Digital Bob Archive

Wreck and Repairs of the Steamboat Cutch

Days Of Yore - 05/14/1988

The Rajah's yacht was one description of the little steamer Cutch because that had been her original service. But the people of Douglas more often referred to her simply as \"the wreck\" during the winter of 1900 and the following spring and summer when it appeared that she might become a permanent fixture on the beach inside Mayflower Island.

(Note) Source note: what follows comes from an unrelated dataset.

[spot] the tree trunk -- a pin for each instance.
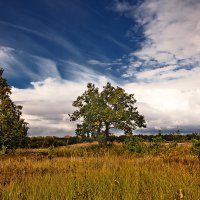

The Cutch had been built at Hull, England, in 1884 for the Rajah of Cutch.
She was 185 feet in length and had two funnels and a speed of 17 knots. About the time the Klondike Rush started and vessels of all kinds came into demand on the Pacific Coast, the Cutch was offered for sale in Bombay, India. She was purchased by the Union Steamship Company of Vancouver, B.C., and was brought to that port. Just how much refitting was done is not known but when she sailed for Skagway for the first time, in June, 1898, she was licensed to carry 150 passengers. She had steam heat, electric lights, and some unusually large and comfortable staterooms.

The Cutch was bound for Skagway - she did not call at Juneau - at 10 p.m. on Friday, August 24, 1900, when she piled onto Horse Shoal, just east of Horse Island in Stephens Passage west of Douglas Island. Although the evening was clear, she was considerably off course, but it was said that had she been 12 feet to the right she would have missed the reef.

Word of the wreck was brought to Juneau by the City of Topeka the following day and a number of local boats went to the scene. The Flosie of the Juneau Ferry & Navigation Company took the passengers on to Skagway. The crew of the Cutch, in an effort to lighten her, was throwing her cargo overboard. Much of it floated and some local boats were said to have made good hauls.

Even after the cargo was jettisoned and a soft patch put on her hull, the Cutch failed to float at high water and the owners soon abandoned her to the insurance underwriters. It was October 11 before she was pulled off the reef, towed to Juneau by the local steamer Rustler and beached inside Mayflower Island. She would remain there for eleven months before being towed to Seattle.

The Cutch had the unfortunate distinction of being the first of five Canadian steamers that would be wrecked, during a 52-year period, within 30 miles of Juneau. Two of the five, Cutch and Princess May, were salvaged; Islander, Princess Sophia and Princess Kathleen went to the bottom.

The Dirigo of the Alaska Steamship Company towed the Cutch to Seattle where she was overhauled in the Moran shipyards and was renamed the Jessie Banning. She was then sold to a New York firm which in turn sold her to the government of Columbia which refitted her as a gunboat and renamed her Bogota. She left Seattle under Captain Harry Marmaduke, said to have been a former officer in the Confederate Navy. Her life under the flag of Columbia was very short; she ran ashore on the coast of South America during a storm at the end of 1902 and became a total loss.